I understand how gradient descent works with a single training example, but I’m struggling to grasp how it operates across an entire training set. I’m also confused about some terms like “iteration” and “epoch”. Can someone confirm if my understanding below is correct?
For batch gradient descent:
initialize all weights and biases in all layers of the neural network
for each training example in the data, calculate the loss function which is a single number
take the average of all loss functions, which is called the cost function. It is also a single number
calculate gradients of the cost function with respect to each parameter (each weight and bias), then update parameters accordingly.
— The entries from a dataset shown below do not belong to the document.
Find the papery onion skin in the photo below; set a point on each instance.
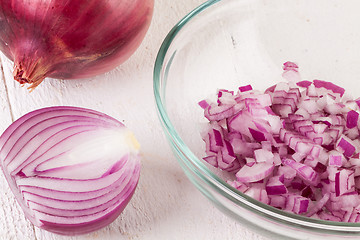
(70, 39)
(62, 189)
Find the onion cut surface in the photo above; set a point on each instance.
(295, 146)
(72, 170)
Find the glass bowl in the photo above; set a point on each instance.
(224, 44)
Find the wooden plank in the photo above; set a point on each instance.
(13, 222)
(165, 205)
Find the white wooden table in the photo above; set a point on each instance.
(165, 205)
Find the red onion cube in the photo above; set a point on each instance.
(344, 181)
(352, 118)
(255, 172)
(275, 187)
(203, 104)
(345, 146)
(297, 204)
(245, 88)
(335, 160)
(258, 192)
(278, 201)
(242, 187)
(304, 84)
(263, 155)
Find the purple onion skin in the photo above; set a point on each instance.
(78, 229)
(70, 39)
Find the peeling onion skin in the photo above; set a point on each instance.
(60, 187)
(70, 39)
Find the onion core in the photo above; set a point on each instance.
(72, 170)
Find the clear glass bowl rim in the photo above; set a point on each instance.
(204, 172)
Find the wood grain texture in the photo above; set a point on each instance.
(165, 205)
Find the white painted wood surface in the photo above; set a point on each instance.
(165, 205)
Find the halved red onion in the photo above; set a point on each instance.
(72, 170)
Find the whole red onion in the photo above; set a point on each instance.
(70, 39)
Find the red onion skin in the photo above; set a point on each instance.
(70, 39)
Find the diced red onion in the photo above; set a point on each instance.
(296, 146)
(254, 173)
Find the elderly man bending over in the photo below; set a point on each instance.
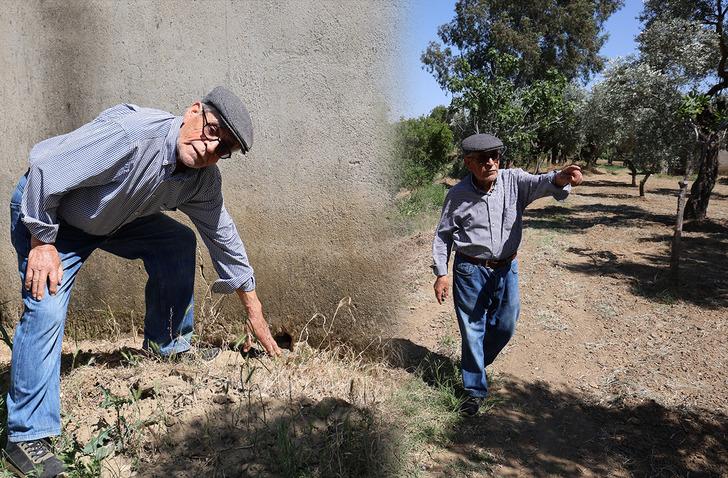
(104, 186)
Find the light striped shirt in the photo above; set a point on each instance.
(119, 167)
(489, 225)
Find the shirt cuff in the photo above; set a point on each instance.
(439, 270)
(43, 232)
(228, 286)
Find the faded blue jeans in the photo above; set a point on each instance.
(487, 304)
(167, 249)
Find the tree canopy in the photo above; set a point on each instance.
(542, 35)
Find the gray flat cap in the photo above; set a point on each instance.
(233, 113)
(481, 142)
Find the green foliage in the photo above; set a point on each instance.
(633, 113)
(422, 147)
(423, 199)
(528, 119)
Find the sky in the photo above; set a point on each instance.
(421, 91)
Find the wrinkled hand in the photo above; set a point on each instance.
(569, 175)
(258, 324)
(44, 268)
(442, 288)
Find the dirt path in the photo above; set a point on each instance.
(612, 371)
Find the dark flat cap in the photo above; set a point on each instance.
(481, 142)
(234, 114)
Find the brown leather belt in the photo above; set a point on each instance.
(492, 263)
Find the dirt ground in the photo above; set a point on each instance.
(612, 372)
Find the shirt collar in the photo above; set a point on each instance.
(169, 162)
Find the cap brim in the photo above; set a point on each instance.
(243, 147)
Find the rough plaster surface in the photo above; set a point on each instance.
(310, 198)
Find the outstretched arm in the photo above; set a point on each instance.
(569, 175)
(257, 323)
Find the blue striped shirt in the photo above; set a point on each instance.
(489, 225)
(119, 167)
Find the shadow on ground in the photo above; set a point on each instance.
(702, 280)
(703, 258)
(550, 432)
(577, 219)
(540, 431)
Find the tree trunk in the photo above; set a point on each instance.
(676, 246)
(697, 205)
(642, 184)
(632, 171)
(539, 160)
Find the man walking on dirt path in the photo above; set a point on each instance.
(104, 186)
(482, 221)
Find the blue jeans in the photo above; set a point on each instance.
(167, 249)
(487, 304)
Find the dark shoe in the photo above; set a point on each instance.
(33, 458)
(470, 406)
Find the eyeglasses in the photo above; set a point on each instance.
(211, 132)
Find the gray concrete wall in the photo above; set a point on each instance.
(310, 198)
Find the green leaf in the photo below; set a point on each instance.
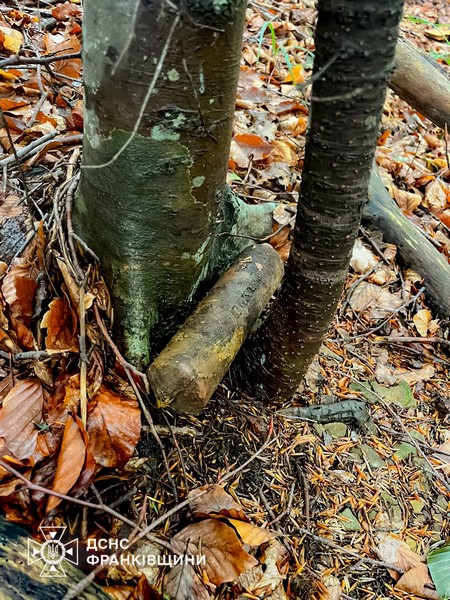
(439, 565)
(404, 450)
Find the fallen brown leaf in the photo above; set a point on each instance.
(114, 427)
(214, 502)
(225, 557)
(417, 581)
(70, 462)
(21, 409)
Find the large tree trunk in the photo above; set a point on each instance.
(160, 87)
(355, 44)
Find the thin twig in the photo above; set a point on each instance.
(33, 487)
(15, 59)
(151, 87)
(378, 327)
(76, 590)
(327, 542)
(27, 150)
(411, 340)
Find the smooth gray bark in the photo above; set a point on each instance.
(160, 87)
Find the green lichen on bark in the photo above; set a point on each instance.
(155, 163)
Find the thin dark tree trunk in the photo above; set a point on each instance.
(155, 153)
(355, 44)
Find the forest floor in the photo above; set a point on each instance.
(338, 509)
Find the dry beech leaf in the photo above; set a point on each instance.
(114, 427)
(21, 408)
(10, 39)
(70, 462)
(63, 12)
(19, 289)
(10, 207)
(362, 259)
(284, 213)
(422, 320)
(407, 201)
(368, 295)
(6, 385)
(60, 45)
(74, 290)
(284, 151)
(225, 557)
(435, 195)
(215, 501)
(417, 581)
(62, 327)
(246, 146)
(183, 583)
(395, 552)
(252, 535)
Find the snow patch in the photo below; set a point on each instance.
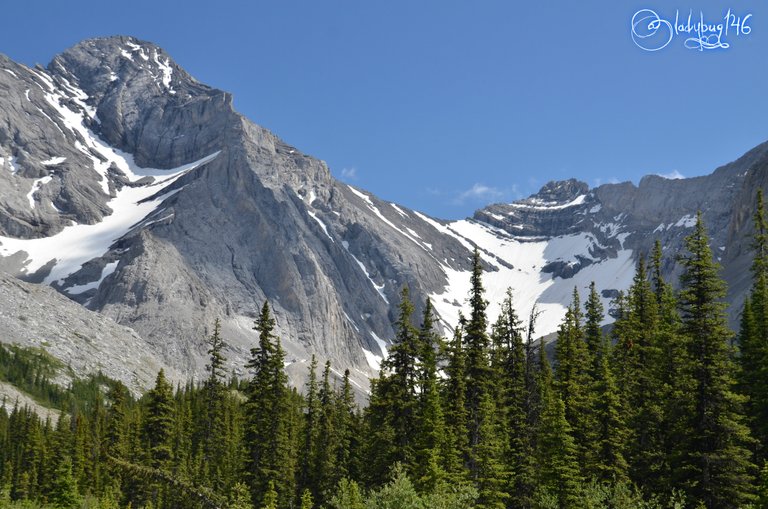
(378, 213)
(529, 285)
(688, 221)
(36, 186)
(538, 204)
(321, 223)
(78, 243)
(374, 361)
(53, 161)
(166, 70)
(106, 271)
(400, 211)
(382, 344)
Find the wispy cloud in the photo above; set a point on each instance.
(479, 193)
(673, 175)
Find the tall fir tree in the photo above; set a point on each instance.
(717, 470)
(753, 334)
(456, 444)
(214, 423)
(159, 422)
(556, 452)
(478, 371)
(391, 414)
(307, 479)
(430, 425)
(269, 460)
(511, 367)
(572, 379)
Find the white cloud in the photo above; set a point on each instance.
(673, 175)
(479, 193)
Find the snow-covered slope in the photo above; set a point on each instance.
(142, 194)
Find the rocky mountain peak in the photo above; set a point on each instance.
(561, 191)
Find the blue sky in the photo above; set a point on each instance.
(445, 106)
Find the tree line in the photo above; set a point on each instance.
(667, 409)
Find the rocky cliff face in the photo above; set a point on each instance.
(141, 194)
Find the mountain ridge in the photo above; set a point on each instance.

This is the end of an “iteration”, and also an “epoch” (for batch gradient descent)
repeat steps 2 through 4 until convergence (or a stopping criterion is met)
Could you elaborate on “compute the gradients for each example, and sum them all together”? Do you mean to sum the gradients of each parameter for each example and what do you do after getting the sum?
The gradients are used by an algorithm like gradient descent, to modify the weight and biases so that the next iteration will be closer to the minimum cost.
Those terms are relevant once we start doing minibatch gradient descent, which has not yet been introduced yet here in DLS C1. We’ll learn about that on DLS C2. But here’s a quick explanation:
We take the entire training set and divide it randomly into smaller subsets called “minibatches”. Typically we choose a minibatch size that is relatively small like 16 or 32 samples per minibatch. But we can go all the way to minibatch size of 1, which is called “stochastic” gradient descent.
Then one “iteration” consists of running forward propagation with one minibatch and then computing the gradients of the cost w.r.t. all the parameters. The cost is the average of the loss values over all the samples in the minibatch. So that means the gradients are the average of the gradients across the loss values for each sample. The derivative of the average is the average of the derivatives, right? Think about that for a minute and it should make sense. Taking an average is a “linear” operation and taking derivatives is also linear. Then we apply the gradients to update the parameters. And move on to the next iteration …
Then one “epoch” of training is a complete pass through all the minibatches in the entire training set.
Well, I have to be a little careful here: what I’m explaining is Prof Ng’s terminology in DLS C2. I have not studied the various TF optimization methods in any detail. They have one called SGD, but I don’t think that is the same thing that Prof Ng means by Stochastic Gradient Descent. From a cursory reading of the docpage, I think the TF SGD optimizer is using momentum.
What Prof Ng describes in DLS C2 is that you have two independent choices:
The size of your minibatches.
The optimization method you choose to smooth the gradient updates.
Of course on item 2), one choice is just to apply the gradients as directly computed from the minibatches without any smoothing.
At least that is my interpretation of what he said.
I think your steps are fine, and I want to highlight that computing a single cost value and a single gradient value are two different paths using two different equations (though the gradient equation is derived from the cost equation). Consequently, your step 4 and step 3 are independent from each other, and, therefore, just like you will average over all samples for the cost, as Tom said, we will also need to average over all samples for the gradient.